L’Elu est un technicien de surface
Hommage à la S.F. cinématographique des années 80, Future Man est une série qui marie action et comédie dans une atmosphère décontractée et irrévérencieuse
Future Man, visible sur OCS et Amazon Prime, raconte l’histoire rocambolesque et picaresque de Josh Futturman (Josh Hutcherson), Tiger (Eliza Coupe) et Wolf (Derek Wilson). C’est drôle, ne lésine pas sur l’action, c’est parfois ce qu’il faut de vachard et méchant.
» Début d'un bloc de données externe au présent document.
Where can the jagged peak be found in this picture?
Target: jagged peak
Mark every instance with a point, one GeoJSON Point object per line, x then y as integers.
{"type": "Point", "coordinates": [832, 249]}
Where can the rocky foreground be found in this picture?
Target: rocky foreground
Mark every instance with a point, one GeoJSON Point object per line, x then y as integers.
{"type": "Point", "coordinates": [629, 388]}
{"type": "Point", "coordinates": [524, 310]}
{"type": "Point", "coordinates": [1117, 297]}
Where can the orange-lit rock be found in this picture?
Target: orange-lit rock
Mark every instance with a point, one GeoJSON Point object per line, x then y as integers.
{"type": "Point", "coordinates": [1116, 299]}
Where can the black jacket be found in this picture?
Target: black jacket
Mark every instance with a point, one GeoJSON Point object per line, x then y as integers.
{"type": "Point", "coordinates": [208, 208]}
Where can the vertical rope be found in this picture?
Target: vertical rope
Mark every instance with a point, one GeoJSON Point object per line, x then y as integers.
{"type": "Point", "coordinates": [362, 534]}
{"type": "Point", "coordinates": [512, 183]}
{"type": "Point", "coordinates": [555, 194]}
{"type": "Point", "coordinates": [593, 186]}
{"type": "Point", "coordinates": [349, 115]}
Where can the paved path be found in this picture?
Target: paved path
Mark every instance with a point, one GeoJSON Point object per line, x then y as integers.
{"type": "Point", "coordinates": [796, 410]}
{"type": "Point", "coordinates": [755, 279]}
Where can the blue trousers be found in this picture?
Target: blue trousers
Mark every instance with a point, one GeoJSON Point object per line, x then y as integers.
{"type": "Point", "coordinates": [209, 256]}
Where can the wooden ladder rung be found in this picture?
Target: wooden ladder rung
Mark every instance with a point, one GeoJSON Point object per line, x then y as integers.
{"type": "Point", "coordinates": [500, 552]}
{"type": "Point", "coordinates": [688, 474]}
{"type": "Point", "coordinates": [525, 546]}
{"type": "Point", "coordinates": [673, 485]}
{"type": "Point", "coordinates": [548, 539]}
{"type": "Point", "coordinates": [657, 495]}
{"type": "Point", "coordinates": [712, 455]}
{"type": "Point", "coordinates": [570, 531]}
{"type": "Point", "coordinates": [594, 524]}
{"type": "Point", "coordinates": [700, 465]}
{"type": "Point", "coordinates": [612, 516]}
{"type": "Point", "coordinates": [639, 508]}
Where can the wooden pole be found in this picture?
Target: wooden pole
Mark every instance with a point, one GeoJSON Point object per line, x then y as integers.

Créée par Kyle Hunter, Howard Overman et Ariel Shaffir la série compte parmi ces producteurs le, semble‑t‑il, difficilement contournable Seth Rogen (voir les séries, chroniquées ailleurs sur ce site, Preacher et The Boys) qui joue même le rôle de Susan dans les saisons 2 (le dernier épisode et 3. Cette troisième saison est aussi la dernière et même si c’est un peu triste au moins Future Man n’aura pas eu le temps de devenir vraiment mauvais.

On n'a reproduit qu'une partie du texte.